Au casting justement, Taraji P. Henson (Empire, Think Like A Man…) tient le premier rôle et tente d’adoucir son image, à travers un personnage fort par obligation mais foncièrement sensible. À ses cotés, Octavia Spencer (Zootopia, Divergente…) est comme souvent touchante et drôle – ce qui lui a valu une nomination aux Oscars d’ailleurs – et Janelle Monáe (Moonlight…) s’impose sans mal dans ce trio de fortes personnalités, orchestré avec justesse. Autour d’elles, Kevin Costner (Criminal : Un Espion dans la Tête, Batman V Superman : L’Aube de la Justice…) est impeccable, Jim Parsons (The Big Bang Theory…) est convaincant en Sheldon adulte et mesuré, Mahershala Ali (Luke Cage, Free States of Jones, Oscar du Meilleur Second Rôle dans Moonlight…) retranscrit notre admiration pour ces femmes de tête, tandis que Glenn Powell (Everybody Wants Some, Scream Queens…) offre un peu de respiration parmi les personnages, loin des préjugés et Kirsten Dunst (Midnight Special…), de plus en plus rares sur grand écran, est excellente dans son personnage rigide.

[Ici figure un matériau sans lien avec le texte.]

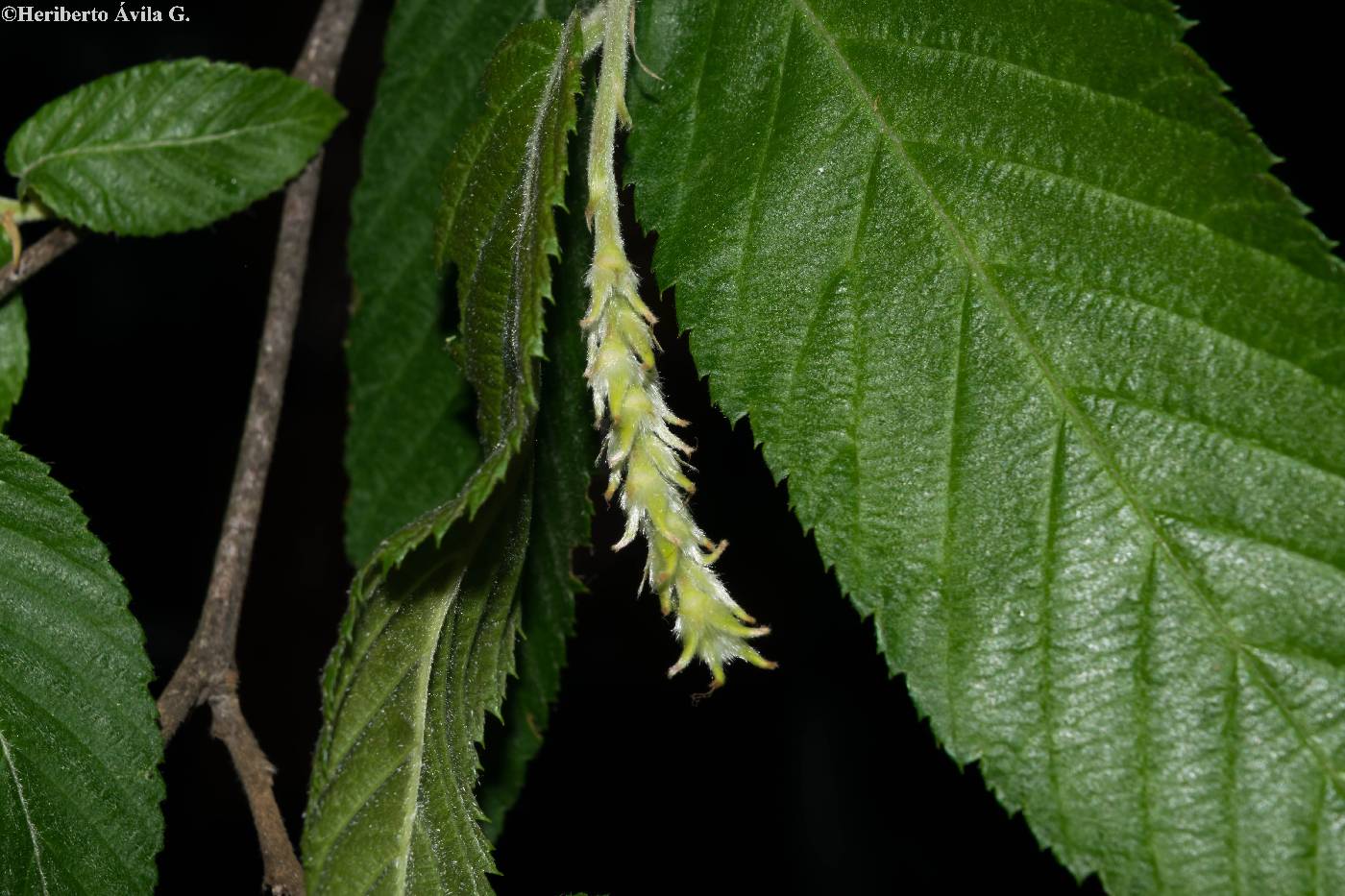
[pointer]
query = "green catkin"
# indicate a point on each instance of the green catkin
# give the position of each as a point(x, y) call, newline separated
point(642, 452)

À noter, la jeune Saniyya Sidney qui s’offre deux apparitions dans deux films à Oscars, ici en incarnant l’une des filles du personnages de Taraji P. Henson et également vue dans Fences.

En conclusion, Theodore Melfi retrace le portrait de femmes qu’il inscrit dans un contexte particulier sans s’appesantir sur son postulat et préférant mettre en lumière la force et l’intelligence de ces femmes prêtes à changer le monde, plutôt que leurs couleurs de peau. Nécessaire, drôle et solaire, Les Figures de l’Ombre est un petit régal qui arrive à pic pour nous sortir de l’hiver. À voir.